Doerge pulled strings to obtain special surgery in St. Louis, Missouri, for a cerebral palsy patient, 5-year-old Jeremy Logan Curtis. Had she not acted, the child would have been a permanent invalid. The surgery was successful, and the child was thereafter able to walk and play and faces a bright future.

Doerge's alma mater, NSU, inducted her into the College of Business Hall of Distinction. Her name is engraved on a plaque located in the foyer of Russell Hall. The Louisiana Police Jury [equivalent of county commission in other states] Association presented her with its "Friends of the Parishes" award.

A cancer survivor

Doerge is a breast cancer survivor. In an interview with the late Juanita Agan of the Minden Press-Herald, the United Methodist Doerge attributed her recovery to the will and love of God and His answer to her prayers for strength and endurance, the care of her physicians, the love of her family, and the concern of friends. Late in 2004, she was declared cancer-free.

Reelection in 2007

Doerge easily retained her seat in the nonpartisan blanket primary held on October 20, 2007. She received 6,681 votes (57 percent) to 4,133 (35 percent) for Ronnie Broughton of Minden, the then president of the Webster Parish School Board and a Republican who later left that party to become the state chairman of the Constitution Party. An African American candidate, Terrell Mendenhall of Cullen, polled 915 ballots (8 percent).

Broughton had committed to the victorious Republican gubernatorial candidate Bobby Jindal, but Doerge had proclaimed her neutrality in the governor's race in which her former legislative colleague, Foster Campbell, was also a candidate.
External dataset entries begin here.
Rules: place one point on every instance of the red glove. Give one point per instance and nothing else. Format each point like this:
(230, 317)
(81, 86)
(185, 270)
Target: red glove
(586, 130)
Broughton questioned why Louisiana Highway 371 remains a two-lane road. He had promised if elected to "bring transportation dollars home to our area." Broughton also proclaimed himself a pro-life candidate: "Life starts at conception, marriage is between a man and woman, and the Second Amendment should be protected and held sacred."

Term-limited in 2011

Doerge was term-limited in 2011. In the primary election held on October 22, three Republicans, Ronnie Broughton making a second bid for the seat, businessman and former banker Gerald Holland of Springhill, and educator and businesswoman Jeri de Pingre of Minden, and a Democrat, Harlie Eugene "Gene" Reynolds of Dubberly, sought to succeed Doerge.

U.S. Senator David Vitter's campaign organization, the Louisiana Committee for a Republican Majority, has urged primary voters to support either Broughton or Holland but omitted de Pingre from the recommended choices. Area Democrats, including Doerge, endorsed Reynolds, who like Doerge is a former educator.
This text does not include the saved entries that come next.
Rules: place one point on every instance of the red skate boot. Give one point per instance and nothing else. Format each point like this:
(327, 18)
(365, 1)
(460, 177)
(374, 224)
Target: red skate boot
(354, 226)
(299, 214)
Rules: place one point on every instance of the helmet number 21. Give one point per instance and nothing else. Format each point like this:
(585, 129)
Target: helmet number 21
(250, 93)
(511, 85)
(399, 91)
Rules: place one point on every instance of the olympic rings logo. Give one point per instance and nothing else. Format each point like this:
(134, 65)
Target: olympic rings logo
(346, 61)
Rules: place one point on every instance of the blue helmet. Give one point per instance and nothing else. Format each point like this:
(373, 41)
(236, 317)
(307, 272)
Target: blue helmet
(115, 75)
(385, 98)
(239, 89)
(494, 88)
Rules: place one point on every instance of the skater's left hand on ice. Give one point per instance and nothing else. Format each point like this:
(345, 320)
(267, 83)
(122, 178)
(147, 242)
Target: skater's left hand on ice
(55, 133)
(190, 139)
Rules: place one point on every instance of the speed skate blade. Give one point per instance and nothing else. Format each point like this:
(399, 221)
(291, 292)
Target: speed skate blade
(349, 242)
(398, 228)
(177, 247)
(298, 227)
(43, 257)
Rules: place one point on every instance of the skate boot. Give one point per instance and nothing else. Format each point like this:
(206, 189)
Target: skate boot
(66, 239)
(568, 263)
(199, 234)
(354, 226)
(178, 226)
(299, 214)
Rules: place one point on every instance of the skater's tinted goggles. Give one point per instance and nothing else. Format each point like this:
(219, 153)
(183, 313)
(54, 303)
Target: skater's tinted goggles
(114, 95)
Reynolds led the four-candidate field with 3,725 votes (39 percent), and de Pingre trailed with 2,498 votes (26.1 percent). Both candidates backed by Senator Vitter finished out of the running. Gerald Holland received 2,131 votes (22.3 percent), and Ronnie Broughton, Doerge's opponent from 2007, trailed with 1,205 votes (12.6 percent).
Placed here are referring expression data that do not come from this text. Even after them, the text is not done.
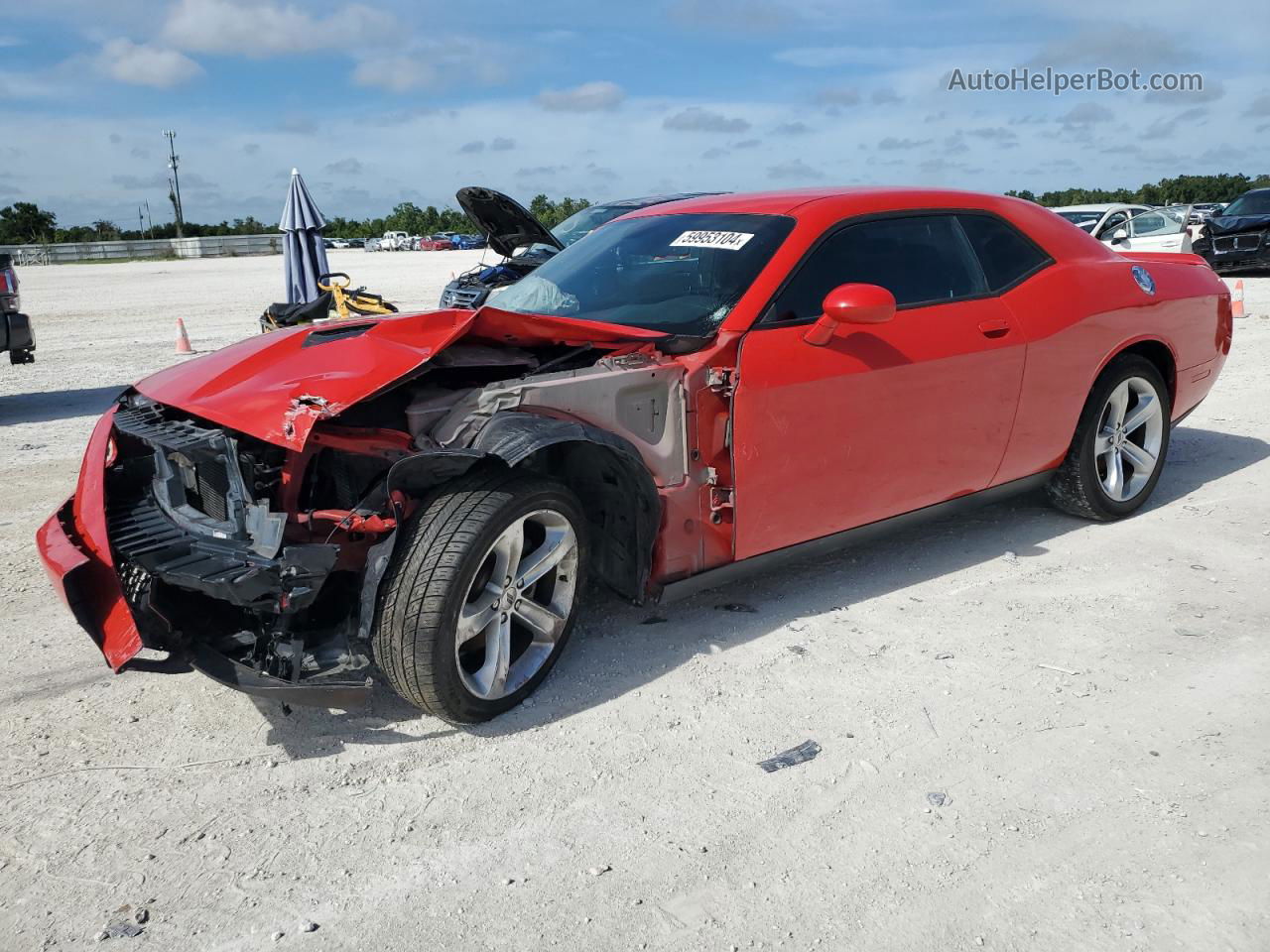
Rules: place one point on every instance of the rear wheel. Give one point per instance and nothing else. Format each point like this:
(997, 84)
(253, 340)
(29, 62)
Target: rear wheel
(483, 595)
(1119, 448)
In the general election held on November 19, 2011, Reynolds defeated Republican de Pingre, 4,232 votes (54.7 percent) to 3,508 votes (45.3 percent). He hence succeeded Doerge on January 9, 2012.

Museum director

Doerge is now the director of the Germantown Colony and Museum in Webster Parish. A $512,000 visitor center, for which she worked as a lawmaker to obtain the appropriation, opened in November 2014. The dogtrot-style building showcases German settlers who established a commune in North Louisiana beginning in the mid-1800s in a quest to avoid religious persecution. This is the last museum to have been added to the state system: "We are telling a part of history that's almost been lost. We're opening that up to not only adults but children as well," Doerge said.